My interest was piqued by this question and answer. For several reasons NASA needed to refer frequently and extensively to a Martian solar day, and "sol" became the nom du jour. There have been remotely controlled rovers on the Moon as well, but I don't know in the Russian or Chinese if the corresponding word for month was used for convenience, or if a new term for Lunar day was coined for the occasion.
Solar days are important for exploring bodies. Oblique lighting (coming from a direction other than the direction of the camera) is extremely important for 3D reconstruction of the landscape for navigation. Surface conditions (liquids, slushes, venting, boiling) may be very important for a rovers mission. Except for water's freakishly high melting and boiling points (273K, 373K) the materials on the surfaces of many solar system bodies can often have phase changes at the much lower temperatures the sun produces far beyond earth's orbit.
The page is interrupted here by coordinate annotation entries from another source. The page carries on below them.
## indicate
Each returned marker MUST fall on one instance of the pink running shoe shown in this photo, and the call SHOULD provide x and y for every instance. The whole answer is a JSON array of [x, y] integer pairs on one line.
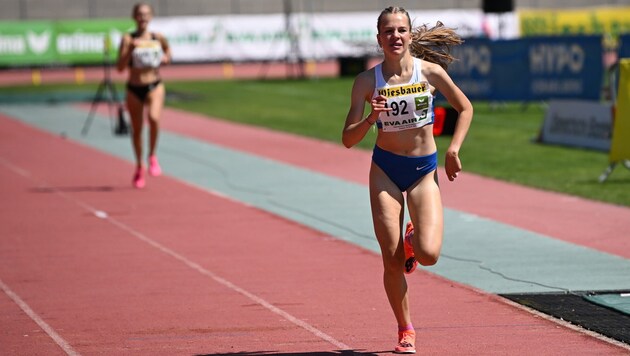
[[154, 167], [410, 258], [406, 342], [138, 178]]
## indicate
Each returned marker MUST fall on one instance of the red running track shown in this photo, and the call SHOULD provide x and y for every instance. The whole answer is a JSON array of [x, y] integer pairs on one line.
[[173, 270]]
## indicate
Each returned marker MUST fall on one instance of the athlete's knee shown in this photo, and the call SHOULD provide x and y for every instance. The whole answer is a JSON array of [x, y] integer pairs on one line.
[[392, 263]]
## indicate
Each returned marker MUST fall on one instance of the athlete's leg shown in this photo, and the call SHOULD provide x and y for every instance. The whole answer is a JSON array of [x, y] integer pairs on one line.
[[387, 213], [155, 101], [425, 209], [135, 108]]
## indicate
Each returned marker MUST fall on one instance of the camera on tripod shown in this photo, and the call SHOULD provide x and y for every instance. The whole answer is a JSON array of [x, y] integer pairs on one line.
[[121, 127]]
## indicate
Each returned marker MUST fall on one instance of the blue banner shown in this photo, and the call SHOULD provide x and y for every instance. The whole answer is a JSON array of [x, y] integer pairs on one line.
[[533, 68]]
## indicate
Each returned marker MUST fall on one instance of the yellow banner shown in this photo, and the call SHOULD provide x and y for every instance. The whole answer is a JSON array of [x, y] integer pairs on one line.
[[606, 20], [620, 145]]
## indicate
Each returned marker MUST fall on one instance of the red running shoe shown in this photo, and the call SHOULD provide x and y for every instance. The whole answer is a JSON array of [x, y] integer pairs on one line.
[[406, 342], [410, 258]]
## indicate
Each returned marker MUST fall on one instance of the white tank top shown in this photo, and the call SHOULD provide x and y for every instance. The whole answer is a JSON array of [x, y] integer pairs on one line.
[[411, 103]]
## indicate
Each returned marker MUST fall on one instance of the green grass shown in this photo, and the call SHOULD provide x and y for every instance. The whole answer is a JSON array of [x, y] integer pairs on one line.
[[501, 142]]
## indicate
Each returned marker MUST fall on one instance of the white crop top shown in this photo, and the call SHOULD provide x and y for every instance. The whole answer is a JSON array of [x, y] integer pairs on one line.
[[411, 103], [148, 54]]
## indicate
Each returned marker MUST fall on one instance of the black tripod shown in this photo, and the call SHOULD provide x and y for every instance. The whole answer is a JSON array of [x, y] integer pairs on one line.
[[112, 99]]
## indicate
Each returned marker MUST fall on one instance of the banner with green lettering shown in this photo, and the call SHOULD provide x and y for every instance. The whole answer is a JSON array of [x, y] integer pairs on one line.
[[60, 42]]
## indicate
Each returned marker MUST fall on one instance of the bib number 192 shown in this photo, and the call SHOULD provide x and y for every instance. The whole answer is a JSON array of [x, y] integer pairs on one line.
[[398, 108]]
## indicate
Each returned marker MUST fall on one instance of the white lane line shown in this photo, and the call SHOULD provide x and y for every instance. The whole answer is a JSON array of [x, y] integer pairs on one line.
[[37, 319], [256, 299]]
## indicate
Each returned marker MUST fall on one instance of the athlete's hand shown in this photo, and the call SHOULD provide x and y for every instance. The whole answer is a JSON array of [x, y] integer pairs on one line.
[[452, 165]]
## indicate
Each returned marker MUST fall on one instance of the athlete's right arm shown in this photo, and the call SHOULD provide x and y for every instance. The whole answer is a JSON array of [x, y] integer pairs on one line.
[[124, 53], [356, 125]]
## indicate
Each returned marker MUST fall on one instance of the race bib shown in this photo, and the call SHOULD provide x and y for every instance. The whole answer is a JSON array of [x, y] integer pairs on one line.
[[411, 107], [147, 55]]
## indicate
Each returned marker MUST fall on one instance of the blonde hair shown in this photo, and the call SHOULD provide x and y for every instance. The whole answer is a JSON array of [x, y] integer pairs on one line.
[[432, 44]]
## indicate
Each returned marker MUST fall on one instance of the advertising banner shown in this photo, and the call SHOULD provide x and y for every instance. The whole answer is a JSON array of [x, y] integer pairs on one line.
[[578, 123], [59, 42], [596, 20], [620, 146], [534, 68], [86, 41], [565, 67], [27, 43], [473, 68]]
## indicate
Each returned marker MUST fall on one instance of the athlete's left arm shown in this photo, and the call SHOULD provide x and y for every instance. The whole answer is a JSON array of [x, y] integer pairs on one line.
[[438, 77], [166, 58]]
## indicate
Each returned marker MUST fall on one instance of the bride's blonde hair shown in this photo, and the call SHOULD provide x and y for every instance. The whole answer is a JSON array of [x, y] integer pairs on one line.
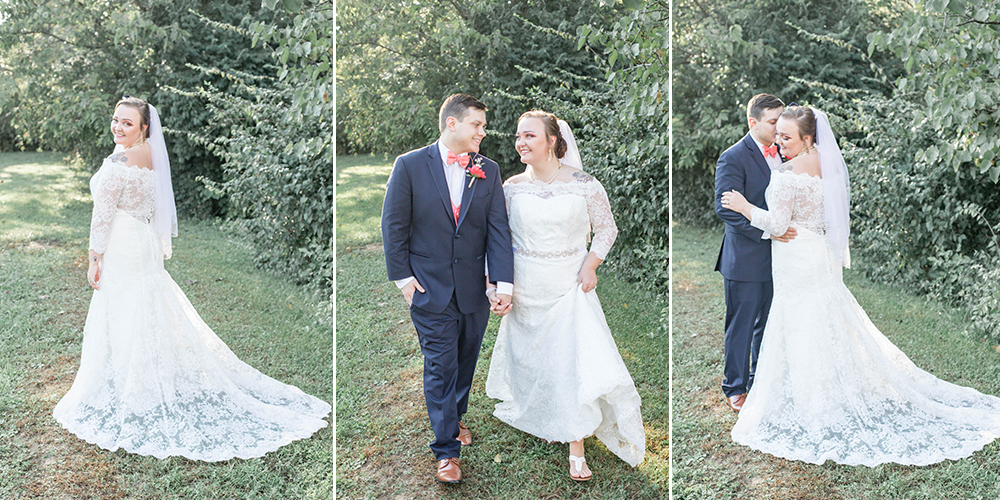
[[551, 129]]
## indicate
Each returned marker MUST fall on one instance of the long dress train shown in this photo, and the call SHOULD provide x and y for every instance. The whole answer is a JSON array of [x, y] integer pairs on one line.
[[829, 385], [154, 379], [555, 366]]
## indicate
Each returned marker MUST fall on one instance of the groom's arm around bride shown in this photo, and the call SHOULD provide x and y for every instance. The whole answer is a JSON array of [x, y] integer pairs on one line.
[[444, 221]]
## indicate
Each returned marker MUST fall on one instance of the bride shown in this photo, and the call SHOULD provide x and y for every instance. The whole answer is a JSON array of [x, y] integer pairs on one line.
[[555, 366], [829, 385], [154, 379]]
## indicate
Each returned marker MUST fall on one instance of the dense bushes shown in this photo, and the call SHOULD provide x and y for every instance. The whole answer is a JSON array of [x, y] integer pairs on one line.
[[728, 53], [274, 133], [74, 61]]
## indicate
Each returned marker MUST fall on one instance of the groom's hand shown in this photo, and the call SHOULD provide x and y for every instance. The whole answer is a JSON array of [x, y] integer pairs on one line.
[[409, 289], [788, 236], [503, 305]]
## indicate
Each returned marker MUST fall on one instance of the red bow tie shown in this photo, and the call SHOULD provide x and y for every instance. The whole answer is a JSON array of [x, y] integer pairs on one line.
[[462, 159]]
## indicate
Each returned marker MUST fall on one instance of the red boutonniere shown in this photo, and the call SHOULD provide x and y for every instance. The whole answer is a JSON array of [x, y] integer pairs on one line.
[[475, 171]]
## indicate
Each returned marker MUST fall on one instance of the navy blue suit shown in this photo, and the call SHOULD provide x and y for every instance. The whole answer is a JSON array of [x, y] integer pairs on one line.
[[421, 239], [745, 263]]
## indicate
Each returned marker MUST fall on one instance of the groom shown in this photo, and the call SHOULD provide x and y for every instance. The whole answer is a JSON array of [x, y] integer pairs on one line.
[[444, 220], [745, 256]]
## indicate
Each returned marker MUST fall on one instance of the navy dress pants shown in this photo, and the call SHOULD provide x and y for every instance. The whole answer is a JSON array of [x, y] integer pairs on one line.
[[450, 343], [747, 305]]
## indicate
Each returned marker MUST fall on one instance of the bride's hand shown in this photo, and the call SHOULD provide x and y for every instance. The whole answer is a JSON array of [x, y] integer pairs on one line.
[[733, 200]]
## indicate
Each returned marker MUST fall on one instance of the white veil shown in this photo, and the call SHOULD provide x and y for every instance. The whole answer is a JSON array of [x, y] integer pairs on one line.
[[836, 189], [572, 156], [164, 210]]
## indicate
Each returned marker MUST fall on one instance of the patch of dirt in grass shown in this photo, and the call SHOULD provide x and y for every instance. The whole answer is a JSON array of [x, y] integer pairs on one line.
[[63, 466], [398, 464]]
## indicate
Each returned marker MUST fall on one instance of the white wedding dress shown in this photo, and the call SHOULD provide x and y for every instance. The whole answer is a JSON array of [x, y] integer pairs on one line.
[[555, 366], [829, 385], [154, 379]]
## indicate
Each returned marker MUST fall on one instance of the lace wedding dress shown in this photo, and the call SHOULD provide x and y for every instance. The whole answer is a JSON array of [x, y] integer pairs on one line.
[[829, 385], [154, 379], [555, 366]]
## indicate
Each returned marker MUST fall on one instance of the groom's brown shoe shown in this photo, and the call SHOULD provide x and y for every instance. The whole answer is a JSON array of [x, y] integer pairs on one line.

Potential ionospheric phenomena may also be of interest, and of course on some bodies it can get prohibitively cold at night.
While some landers have used and will use solar power, this is usually used to charge batteries which could easily deliver power at night. Of course some landers will cary other sources of power, including radioisotope based thermo-electric.
So my question is, besides
body_name_as_adjective + "day" (e.g. Lunar day, Martian day, etc.) has any other term been used in space exploration to refer to a solar day on a solar system body besides sol on Mars?